Alternativa D — ❌ Incorreta
Complemento nominal completa o sentido de um nome (substantivo, adjetivo ou advérbio), sempre com preposição. No trecho, “necessário” é um adjetivo, mas a oração não está ligada a ele por preposição; ela é o sujeito do verbo “é”. Se fosse complemento nominal, teríamos algo como “É necessário de que análises sejam feitas”, o que não ocorre. A oração responde à pergunta “o que é necessário?”, não “necessário de quê?”.
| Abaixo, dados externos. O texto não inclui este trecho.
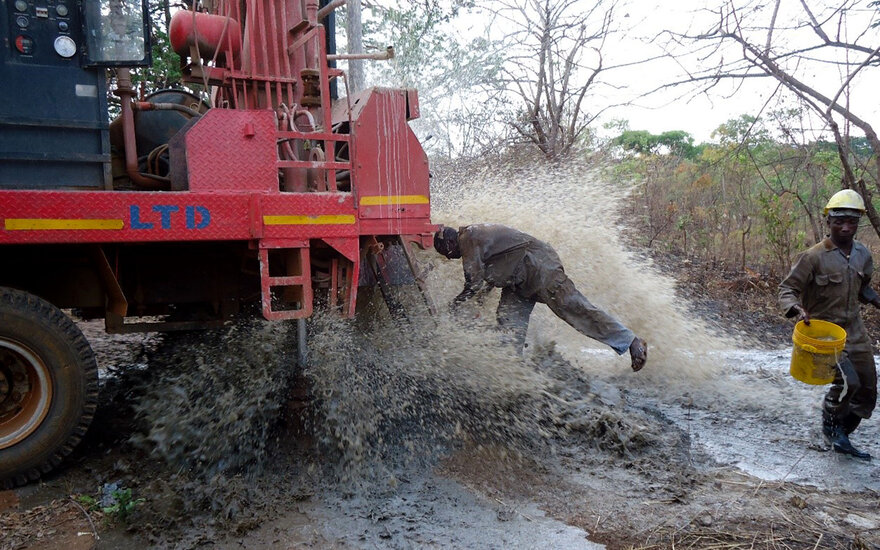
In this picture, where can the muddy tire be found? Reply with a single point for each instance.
(48, 387)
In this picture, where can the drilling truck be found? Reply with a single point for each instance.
(269, 193)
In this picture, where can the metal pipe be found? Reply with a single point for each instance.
(312, 12)
(325, 11)
(126, 93)
(147, 106)
(379, 56)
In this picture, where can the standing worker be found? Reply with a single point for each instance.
(827, 282)
(529, 271)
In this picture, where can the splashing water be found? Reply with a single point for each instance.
(412, 391)
(574, 209)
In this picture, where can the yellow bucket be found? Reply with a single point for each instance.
(816, 350)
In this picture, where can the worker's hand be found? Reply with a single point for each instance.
(638, 351)
(802, 314)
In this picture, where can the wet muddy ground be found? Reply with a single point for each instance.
(436, 436)
(631, 468)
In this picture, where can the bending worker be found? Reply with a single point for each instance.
(529, 271)
(827, 282)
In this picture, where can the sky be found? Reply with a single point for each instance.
(700, 115)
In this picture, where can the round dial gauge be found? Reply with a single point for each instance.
(65, 46)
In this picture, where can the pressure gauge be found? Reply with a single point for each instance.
(65, 46)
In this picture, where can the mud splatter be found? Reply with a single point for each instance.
(217, 406)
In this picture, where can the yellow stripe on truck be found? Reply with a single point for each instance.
(338, 219)
(40, 224)
(381, 200)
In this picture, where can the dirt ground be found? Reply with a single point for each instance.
(438, 437)
(626, 471)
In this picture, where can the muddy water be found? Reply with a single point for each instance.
(390, 401)
(740, 406)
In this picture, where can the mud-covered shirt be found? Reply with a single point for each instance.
(830, 285)
(494, 255)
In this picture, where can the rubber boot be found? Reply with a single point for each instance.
(841, 444)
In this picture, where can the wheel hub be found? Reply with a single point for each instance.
(25, 392)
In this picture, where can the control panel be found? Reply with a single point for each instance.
(44, 32)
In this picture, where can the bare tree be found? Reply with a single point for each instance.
(815, 52)
(556, 58)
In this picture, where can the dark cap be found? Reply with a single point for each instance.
(446, 240)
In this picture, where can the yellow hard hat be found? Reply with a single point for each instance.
(845, 200)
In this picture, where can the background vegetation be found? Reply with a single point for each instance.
(498, 76)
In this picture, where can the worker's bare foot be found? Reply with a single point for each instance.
(638, 350)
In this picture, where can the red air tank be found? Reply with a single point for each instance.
(209, 32)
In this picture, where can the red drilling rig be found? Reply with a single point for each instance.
(270, 197)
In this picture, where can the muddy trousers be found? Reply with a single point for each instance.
(569, 305)
(853, 393)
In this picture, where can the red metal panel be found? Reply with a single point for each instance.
(412, 103)
(232, 150)
(397, 227)
(389, 162)
(72, 216)
(309, 215)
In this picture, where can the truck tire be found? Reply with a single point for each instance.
(48, 387)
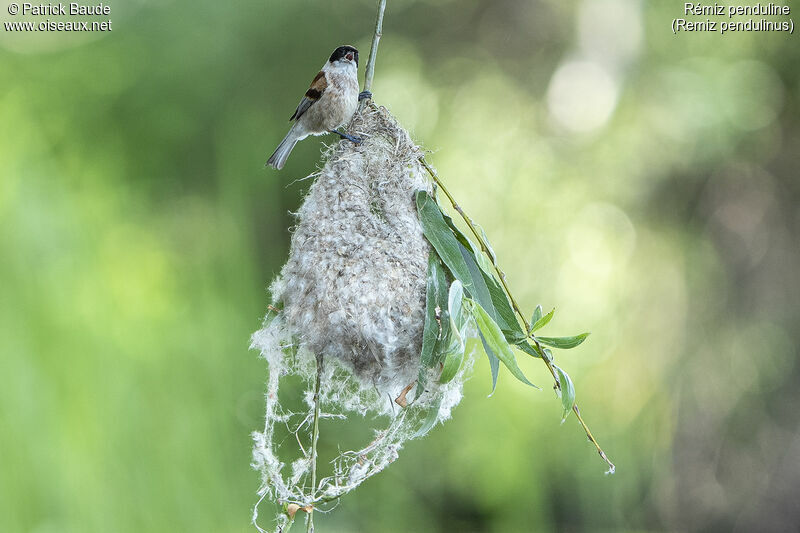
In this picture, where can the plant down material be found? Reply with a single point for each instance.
(353, 292)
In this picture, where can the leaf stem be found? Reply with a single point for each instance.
(314, 439)
(485, 247)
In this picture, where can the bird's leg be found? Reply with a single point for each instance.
(356, 140)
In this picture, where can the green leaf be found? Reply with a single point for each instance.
(566, 391)
(494, 362)
(430, 419)
(497, 342)
(480, 257)
(455, 296)
(489, 249)
(441, 238)
(537, 314)
(542, 321)
(452, 362)
(435, 297)
(527, 348)
(480, 291)
(454, 353)
(508, 320)
(431, 331)
(565, 343)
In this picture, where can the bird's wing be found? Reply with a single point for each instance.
(313, 94)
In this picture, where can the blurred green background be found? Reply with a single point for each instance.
(643, 183)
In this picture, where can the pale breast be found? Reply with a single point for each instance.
(338, 102)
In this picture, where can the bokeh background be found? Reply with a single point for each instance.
(645, 184)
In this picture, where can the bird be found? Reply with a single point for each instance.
(331, 101)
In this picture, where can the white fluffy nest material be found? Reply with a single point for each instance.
(354, 285)
(353, 292)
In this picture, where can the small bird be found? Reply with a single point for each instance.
(330, 102)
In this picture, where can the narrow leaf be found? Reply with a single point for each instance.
(479, 291)
(435, 298)
(441, 238)
(452, 362)
(497, 342)
(430, 419)
(502, 305)
(489, 249)
(542, 321)
(454, 353)
(454, 306)
(565, 343)
(431, 331)
(494, 362)
(567, 392)
(527, 348)
(537, 314)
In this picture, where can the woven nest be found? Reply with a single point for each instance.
(352, 295)
(354, 285)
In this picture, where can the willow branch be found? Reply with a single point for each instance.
(485, 247)
(369, 72)
(314, 439)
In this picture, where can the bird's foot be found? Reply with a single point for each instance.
(350, 138)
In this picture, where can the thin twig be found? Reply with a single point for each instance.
(502, 276)
(369, 71)
(314, 439)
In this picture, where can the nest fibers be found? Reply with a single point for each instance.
(353, 294)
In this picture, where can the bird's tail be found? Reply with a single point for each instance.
(278, 159)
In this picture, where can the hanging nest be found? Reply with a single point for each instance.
(352, 296)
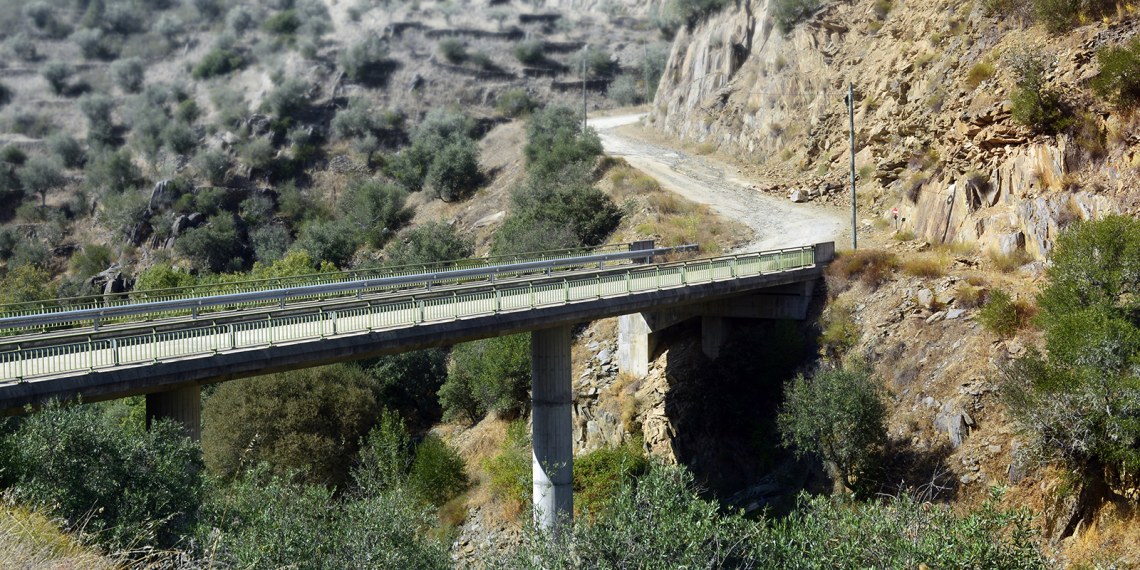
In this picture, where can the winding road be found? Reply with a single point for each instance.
(775, 222)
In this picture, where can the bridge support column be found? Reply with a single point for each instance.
(182, 405)
(636, 342)
(552, 432)
(714, 333)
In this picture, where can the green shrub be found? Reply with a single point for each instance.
(555, 139)
(625, 91)
(429, 243)
(453, 50)
(1116, 81)
(310, 420)
(374, 210)
(128, 74)
(595, 58)
(124, 486)
(599, 475)
(510, 469)
(839, 415)
(556, 212)
(269, 243)
(496, 372)
(327, 241)
(41, 174)
(657, 522)
(360, 59)
(13, 155)
(1034, 104)
(530, 51)
(57, 74)
(212, 165)
(214, 246)
(217, 62)
(68, 151)
(438, 472)
(1003, 316)
(455, 169)
(90, 42)
(90, 260)
(515, 103)
(287, 98)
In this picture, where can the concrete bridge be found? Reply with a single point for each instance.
(107, 352)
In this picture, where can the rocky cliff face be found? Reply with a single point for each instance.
(941, 148)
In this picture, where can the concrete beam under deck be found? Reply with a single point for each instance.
(165, 375)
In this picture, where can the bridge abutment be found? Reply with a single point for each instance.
(182, 405)
(552, 432)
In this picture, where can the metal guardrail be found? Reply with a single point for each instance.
(261, 298)
(273, 283)
(540, 291)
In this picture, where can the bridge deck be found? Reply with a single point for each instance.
(127, 361)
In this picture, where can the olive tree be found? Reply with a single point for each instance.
(839, 415)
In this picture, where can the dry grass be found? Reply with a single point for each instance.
(31, 540)
(872, 267)
(925, 266)
(1009, 262)
(670, 219)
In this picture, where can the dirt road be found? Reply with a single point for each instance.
(776, 222)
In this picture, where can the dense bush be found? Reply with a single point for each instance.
(429, 243)
(600, 475)
(555, 139)
(1034, 104)
(1117, 81)
(212, 165)
(310, 420)
(23, 47)
(438, 473)
(1002, 315)
(455, 169)
(327, 241)
(360, 59)
(128, 74)
(239, 18)
(1080, 406)
(625, 91)
(269, 243)
(90, 42)
(291, 96)
(124, 486)
(67, 149)
(374, 210)
(839, 415)
(41, 174)
(595, 58)
(530, 51)
(789, 13)
(556, 212)
(657, 522)
(97, 110)
(515, 103)
(217, 62)
(491, 375)
(57, 74)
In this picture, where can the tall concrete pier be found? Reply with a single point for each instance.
(553, 457)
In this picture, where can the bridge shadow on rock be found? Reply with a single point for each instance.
(724, 410)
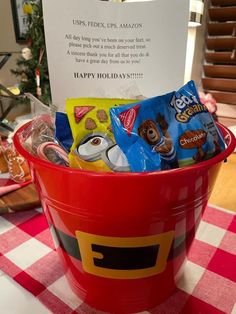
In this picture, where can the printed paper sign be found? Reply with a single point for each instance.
(106, 49)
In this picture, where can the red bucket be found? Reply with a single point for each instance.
(123, 237)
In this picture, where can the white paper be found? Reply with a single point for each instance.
(105, 49)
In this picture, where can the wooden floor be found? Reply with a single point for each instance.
(224, 193)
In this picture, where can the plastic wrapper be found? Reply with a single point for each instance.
(94, 147)
(38, 139)
(166, 132)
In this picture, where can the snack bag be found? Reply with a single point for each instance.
(38, 139)
(166, 132)
(17, 166)
(3, 162)
(94, 147)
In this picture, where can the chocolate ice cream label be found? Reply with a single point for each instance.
(166, 132)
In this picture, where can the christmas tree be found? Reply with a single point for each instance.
(32, 67)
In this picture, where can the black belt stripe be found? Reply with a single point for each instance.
(122, 258)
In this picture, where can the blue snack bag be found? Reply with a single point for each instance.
(166, 132)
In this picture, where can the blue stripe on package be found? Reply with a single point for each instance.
(63, 131)
(166, 132)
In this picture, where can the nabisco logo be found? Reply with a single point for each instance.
(128, 118)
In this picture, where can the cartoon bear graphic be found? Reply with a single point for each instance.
(160, 143)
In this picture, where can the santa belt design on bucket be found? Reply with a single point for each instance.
(122, 257)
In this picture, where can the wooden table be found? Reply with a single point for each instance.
(224, 192)
(21, 199)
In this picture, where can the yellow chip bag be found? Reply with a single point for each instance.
(94, 147)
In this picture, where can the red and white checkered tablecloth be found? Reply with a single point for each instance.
(208, 285)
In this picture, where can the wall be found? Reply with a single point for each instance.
(8, 43)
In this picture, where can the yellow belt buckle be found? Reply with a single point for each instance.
(89, 255)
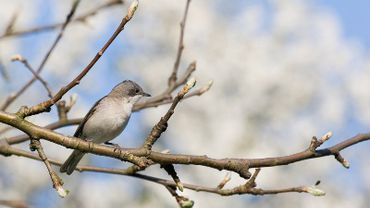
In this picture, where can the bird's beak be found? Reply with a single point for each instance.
(146, 94)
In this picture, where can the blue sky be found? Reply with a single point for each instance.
(354, 17)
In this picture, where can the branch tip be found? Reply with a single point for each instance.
(132, 9)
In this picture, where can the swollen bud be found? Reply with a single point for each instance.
(132, 9)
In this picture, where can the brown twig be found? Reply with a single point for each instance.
(57, 182)
(3, 72)
(52, 126)
(173, 77)
(45, 106)
(14, 203)
(237, 165)
(161, 126)
(81, 18)
(182, 201)
(9, 150)
(34, 73)
(10, 99)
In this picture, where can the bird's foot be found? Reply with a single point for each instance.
(112, 144)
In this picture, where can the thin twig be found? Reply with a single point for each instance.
(3, 72)
(10, 99)
(57, 182)
(82, 168)
(161, 126)
(45, 106)
(81, 18)
(14, 203)
(173, 77)
(237, 165)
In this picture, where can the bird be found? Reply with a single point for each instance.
(106, 119)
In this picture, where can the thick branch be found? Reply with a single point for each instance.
(9, 150)
(237, 165)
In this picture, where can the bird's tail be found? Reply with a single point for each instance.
(72, 161)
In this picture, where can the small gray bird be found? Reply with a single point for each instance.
(106, 119)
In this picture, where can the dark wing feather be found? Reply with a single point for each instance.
(78, 132)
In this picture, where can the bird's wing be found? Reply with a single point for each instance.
(78, 132)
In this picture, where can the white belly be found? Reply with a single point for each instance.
(107, 122)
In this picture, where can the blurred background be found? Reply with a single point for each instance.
(283, 71)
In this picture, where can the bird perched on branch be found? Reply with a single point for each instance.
(106, 119)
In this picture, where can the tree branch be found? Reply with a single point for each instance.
(9, 150)
(173, 77)
(237, 165)
(45, 106)
(81, 18)
(10, 99)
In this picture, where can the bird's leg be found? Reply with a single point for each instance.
(112, 144)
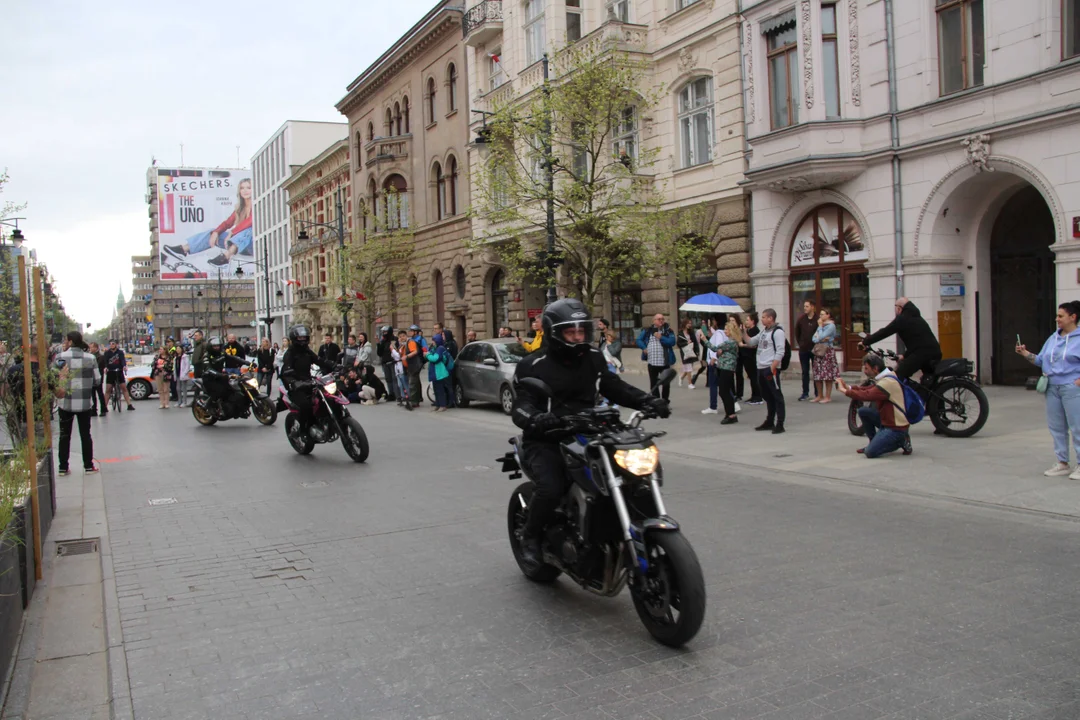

Alternativa E — ❌ Incorreta
Predicativo do sujeito é o termo que atribui qualidade ao sujeito, ligado por verbo de ligação. No trecho, “necessário” é o predicativo do sujeito, e a oração subordinada é o próprio sujeito. A oração não pode ser predicativo porque ela é o termo sobre o qual se declara algo, não a qualidade declarada. A substituição por “isso” confirma: “É necessário isso” — “isso” é sujeito, e “necessário” é predicativo.
PEGA ESSA DICA!
Em questões de função sintática de oração subordinada substantiva, substitua a oração por “isso” e veja qual função o pronome exerce na frase. Se “isso” for sujeito, a oração é subjetiva; se for objeto, é objetiva direta ou indireta; se for complemento nominal, é completiva nominal; se for predicativo, é predicativa.
NÃO CAIA NESSA!
A banca usa a voz passiva sintética (“sejam feitas análises”) para desviar a atenção. O candidato analisa o “se” e “análises” dentro da subordinada e esquece que a pergunta é sobre a função da oração inteira em relação ao verbo “é”. Foque na relação entre a oração subordinada e a principal.
Gabarito: letra A. A oração subordinada substantiva subjetiva exerce a função de sujeito do verbo de ligação “é”, e a substituição por “isso” é a prova definitiva.